In the worst case scenario, there would indeed be a fear of falling debris on Earth. Two parameters must be taken into account. First, the disintegration of the structure raises questions. With its many modules and solar panels measuring 108 by 73 meters in total, the ISS would partially withstand reentry into Earth’s atmosphere, about 50 miles (80 km) above the ground. Many smaller spacecraft, such as a Russian freighter in 2015 and the Chinese space station Tiangong-1 in 2018, have already led to small debris showers in the Pacific without causing any damage.

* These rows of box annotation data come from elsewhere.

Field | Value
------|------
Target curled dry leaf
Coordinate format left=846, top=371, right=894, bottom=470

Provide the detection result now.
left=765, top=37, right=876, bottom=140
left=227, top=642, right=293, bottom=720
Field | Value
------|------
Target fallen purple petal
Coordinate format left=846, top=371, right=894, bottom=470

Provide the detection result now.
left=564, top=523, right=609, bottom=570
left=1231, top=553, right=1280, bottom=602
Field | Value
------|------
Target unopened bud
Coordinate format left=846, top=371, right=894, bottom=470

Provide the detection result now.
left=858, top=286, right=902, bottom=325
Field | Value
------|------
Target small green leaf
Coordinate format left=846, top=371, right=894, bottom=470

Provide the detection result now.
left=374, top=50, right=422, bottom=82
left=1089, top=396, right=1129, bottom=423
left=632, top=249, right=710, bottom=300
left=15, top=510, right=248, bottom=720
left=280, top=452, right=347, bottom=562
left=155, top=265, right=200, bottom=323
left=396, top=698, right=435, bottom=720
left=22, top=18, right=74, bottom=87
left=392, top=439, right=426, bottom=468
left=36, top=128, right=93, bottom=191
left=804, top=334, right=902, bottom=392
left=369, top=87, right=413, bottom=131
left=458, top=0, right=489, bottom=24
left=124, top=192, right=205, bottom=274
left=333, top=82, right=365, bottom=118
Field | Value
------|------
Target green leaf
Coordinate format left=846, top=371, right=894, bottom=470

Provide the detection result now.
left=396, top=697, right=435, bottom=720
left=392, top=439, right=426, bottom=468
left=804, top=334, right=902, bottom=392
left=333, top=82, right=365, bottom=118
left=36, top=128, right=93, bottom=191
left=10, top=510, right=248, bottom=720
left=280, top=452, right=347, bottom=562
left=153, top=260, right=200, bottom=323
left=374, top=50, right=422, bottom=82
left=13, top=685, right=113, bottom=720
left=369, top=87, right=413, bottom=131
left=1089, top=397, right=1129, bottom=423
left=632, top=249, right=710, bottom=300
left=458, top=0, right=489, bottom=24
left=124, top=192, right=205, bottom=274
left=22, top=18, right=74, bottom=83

The other unknown in this equation would be the fall point of this possible debris. Since the earth is 70% covered with water, there is a good chance that the remains of the station will end up at the bottom of a sea or an ocean. This is also NASA’s plan*, which envisions a “deorbiting” and then a fully controlled crash of the ISS in 2031, at “point Nemo” in the South Pacific. a remote area used as a burial site for spacecraft. In the case of uncontrolled deorbitation, the duration of the descent of the ISS and the point of fall are the subject of intense speculation in the scientific community.

If we don’t know for sure the damage that the station’s fall to Earth would cause, the ISS compromising would be a strong symbol. Since launch, more than 250 astronauts from 19 countries have followed each other* to conduct thousands of unprecedented science experiments. – an example of international cooperation, started after 40 years of the Cold War.

*All links followed by an asterisk lead to content in English.